I think, for her, it was the variety — her salad plate had a little of literally everything all on a bed of iceberg lettuce topped with thousand island dressing. As the kid who never liked his foods touching, I was aghast, but she enjoyed it along with her chicken noodle soup with green onions and a variety of breads and muffins with honey butter. By design, she always got too much bread. Inevitably at the end of the meal, she’d grab one of the clean napkins and wrap up what she hadn’t eaten, usually a muffin she could eat with her coffee the following morning. The most important thing for the rest of us was to remind her to remove the baked goods from her purse lest she forget and let them become a mummified artifact found days or weeks later.

I hadn’t been to Souplantation with Grandma Yee for months before she died in December. In the weeks and months that followed, I couldn’t go back — I needed to mourn. And now, five months later, I find I’ll never get a chance to toast her memory with a glass of strawberry lemonade there.

But not everything is awful. What’s warmed my heart since the closure announcement has been seeing just how many people have fond memories of taking muffins to enjoy later.

Smuggling out honey butter seems dangerous — it was whipped and melted quickly, but I get it. Like many other offerings there, it was delicious. Michele’s tweet is one of thousands from people who shared this experience. There’s a great deal of comfort in knowing we mourn together.
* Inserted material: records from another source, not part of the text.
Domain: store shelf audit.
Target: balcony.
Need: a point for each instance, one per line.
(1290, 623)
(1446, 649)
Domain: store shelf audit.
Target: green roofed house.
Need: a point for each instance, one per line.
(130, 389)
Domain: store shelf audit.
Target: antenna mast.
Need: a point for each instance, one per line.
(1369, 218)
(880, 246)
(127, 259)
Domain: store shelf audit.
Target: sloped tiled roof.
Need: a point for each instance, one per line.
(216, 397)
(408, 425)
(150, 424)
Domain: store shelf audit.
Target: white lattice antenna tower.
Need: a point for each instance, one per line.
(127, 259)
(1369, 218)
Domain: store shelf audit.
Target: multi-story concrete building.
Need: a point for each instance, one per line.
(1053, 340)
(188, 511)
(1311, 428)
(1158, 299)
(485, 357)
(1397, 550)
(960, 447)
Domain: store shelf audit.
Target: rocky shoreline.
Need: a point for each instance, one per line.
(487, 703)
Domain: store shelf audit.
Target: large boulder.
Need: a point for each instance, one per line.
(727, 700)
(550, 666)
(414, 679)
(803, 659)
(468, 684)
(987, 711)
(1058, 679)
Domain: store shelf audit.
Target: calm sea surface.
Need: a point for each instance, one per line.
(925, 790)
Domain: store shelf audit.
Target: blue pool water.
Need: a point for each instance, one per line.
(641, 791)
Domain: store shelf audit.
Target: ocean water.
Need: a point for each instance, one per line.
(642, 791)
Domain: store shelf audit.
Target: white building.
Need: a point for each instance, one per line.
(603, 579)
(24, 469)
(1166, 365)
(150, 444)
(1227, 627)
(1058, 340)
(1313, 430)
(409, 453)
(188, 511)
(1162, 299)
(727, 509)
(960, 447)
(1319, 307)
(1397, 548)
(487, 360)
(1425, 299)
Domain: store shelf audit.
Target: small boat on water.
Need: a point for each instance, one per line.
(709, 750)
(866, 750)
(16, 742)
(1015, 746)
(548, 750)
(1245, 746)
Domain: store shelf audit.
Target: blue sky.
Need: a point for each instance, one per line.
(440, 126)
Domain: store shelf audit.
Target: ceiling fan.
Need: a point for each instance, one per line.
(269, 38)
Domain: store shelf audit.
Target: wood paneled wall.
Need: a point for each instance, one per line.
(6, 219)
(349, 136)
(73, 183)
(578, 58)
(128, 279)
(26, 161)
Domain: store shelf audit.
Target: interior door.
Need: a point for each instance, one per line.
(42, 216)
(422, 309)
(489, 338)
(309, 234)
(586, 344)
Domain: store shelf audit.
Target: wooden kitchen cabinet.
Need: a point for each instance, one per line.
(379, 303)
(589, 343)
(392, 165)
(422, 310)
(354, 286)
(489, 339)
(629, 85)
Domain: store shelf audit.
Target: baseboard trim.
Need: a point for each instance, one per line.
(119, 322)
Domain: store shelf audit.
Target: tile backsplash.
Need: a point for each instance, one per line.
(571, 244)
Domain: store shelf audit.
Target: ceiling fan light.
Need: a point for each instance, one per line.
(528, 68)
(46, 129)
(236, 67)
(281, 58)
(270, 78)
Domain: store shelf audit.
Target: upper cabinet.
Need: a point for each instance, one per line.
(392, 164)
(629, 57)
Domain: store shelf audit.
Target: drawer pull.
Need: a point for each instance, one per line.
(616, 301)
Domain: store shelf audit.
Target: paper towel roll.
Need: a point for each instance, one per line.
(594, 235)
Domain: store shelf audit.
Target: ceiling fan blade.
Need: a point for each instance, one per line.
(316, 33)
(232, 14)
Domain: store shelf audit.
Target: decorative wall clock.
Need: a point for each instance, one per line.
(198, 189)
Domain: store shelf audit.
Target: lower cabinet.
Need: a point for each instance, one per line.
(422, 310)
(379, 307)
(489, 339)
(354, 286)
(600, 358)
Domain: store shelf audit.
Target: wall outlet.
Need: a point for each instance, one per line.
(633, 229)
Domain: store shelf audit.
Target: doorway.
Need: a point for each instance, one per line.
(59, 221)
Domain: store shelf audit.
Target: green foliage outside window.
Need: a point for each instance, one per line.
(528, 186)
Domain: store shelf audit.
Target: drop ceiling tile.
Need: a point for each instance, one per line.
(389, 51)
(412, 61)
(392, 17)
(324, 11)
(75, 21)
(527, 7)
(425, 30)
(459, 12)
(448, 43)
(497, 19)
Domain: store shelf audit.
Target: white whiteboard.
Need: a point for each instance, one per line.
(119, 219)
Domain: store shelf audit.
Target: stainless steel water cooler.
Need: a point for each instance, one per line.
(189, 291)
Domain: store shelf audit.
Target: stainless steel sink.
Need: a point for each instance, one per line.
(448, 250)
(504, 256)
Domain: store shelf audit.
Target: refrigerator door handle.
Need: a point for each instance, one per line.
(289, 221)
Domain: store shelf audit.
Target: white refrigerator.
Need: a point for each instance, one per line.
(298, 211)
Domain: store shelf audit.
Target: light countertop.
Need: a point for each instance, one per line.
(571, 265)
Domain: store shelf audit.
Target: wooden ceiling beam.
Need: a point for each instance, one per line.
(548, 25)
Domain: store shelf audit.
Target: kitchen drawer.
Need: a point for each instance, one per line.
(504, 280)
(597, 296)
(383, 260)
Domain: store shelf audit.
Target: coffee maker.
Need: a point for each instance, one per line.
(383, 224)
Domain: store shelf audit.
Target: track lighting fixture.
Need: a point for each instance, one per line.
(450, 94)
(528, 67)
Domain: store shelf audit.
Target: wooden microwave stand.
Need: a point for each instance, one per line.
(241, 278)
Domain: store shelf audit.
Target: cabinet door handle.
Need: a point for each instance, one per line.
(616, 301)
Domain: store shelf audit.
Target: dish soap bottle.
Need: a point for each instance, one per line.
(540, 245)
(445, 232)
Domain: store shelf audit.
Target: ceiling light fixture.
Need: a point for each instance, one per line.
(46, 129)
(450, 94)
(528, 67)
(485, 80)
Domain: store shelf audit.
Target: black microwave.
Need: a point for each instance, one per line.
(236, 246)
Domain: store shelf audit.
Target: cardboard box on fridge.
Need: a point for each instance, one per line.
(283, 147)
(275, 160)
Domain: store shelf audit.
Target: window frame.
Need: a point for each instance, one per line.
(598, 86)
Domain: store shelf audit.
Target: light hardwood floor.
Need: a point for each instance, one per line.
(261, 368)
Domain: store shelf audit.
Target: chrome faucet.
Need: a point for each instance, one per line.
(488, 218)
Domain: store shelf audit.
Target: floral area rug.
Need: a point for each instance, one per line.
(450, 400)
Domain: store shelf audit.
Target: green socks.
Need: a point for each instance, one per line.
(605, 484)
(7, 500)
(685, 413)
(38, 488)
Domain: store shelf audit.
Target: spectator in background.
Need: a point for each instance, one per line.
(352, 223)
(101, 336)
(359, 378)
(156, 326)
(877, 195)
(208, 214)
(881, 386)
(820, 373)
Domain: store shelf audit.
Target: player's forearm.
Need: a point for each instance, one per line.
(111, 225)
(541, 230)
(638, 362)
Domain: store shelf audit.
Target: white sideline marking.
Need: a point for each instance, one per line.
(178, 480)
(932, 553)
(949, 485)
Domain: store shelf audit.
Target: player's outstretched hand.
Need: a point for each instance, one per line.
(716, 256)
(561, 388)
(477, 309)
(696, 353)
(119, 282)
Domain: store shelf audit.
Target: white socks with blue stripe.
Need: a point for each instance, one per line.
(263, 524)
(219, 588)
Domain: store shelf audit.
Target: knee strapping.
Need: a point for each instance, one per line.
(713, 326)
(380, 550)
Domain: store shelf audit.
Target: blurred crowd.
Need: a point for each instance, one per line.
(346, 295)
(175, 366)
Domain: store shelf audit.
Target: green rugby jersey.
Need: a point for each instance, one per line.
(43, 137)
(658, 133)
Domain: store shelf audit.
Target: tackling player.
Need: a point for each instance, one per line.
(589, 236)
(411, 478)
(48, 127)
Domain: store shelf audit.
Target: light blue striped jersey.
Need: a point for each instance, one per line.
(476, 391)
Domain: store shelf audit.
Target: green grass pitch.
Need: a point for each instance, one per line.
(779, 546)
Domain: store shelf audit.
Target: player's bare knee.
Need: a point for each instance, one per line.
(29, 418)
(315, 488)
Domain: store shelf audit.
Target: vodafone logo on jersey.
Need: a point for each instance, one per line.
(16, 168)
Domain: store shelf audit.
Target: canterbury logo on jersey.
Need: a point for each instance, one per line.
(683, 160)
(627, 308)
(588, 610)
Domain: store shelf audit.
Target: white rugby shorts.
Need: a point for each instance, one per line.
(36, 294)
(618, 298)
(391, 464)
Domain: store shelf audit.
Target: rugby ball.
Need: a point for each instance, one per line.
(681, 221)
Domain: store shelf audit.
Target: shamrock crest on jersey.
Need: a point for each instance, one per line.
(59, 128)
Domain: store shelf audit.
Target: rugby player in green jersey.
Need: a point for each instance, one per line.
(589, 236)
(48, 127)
What happens next? I know many people are wondering, but there’s no answer in sight. Somewhere down the line when we feel safe to gather around food again, someone could buy the brand and resurrect it. I dreamed that perhaps the Alhambra location could re-open as an independent business run similarly to its progenitor. No matter what, though, that stack of trays warm from coming out of the washer won’t be waiting for us when quarantine ends, when we need it most.

Alhambra will survive. I know from personal experience that the public schools do an excellent job making sure their students learn about each other and what makes them similar at the end of the day. Parking for Costco will likely be a little easier. Boomers and millenials will tell stories about the good old days of Souplantation.

For me? I need to perfect that chicken noodle soup recipe. It never seemed like more than chicken boiled in salted water, but there was something so perfect about that simplicity. These days, I’ve always got plenty of green onion on hand, that lesson learned at the buffet counter long ago.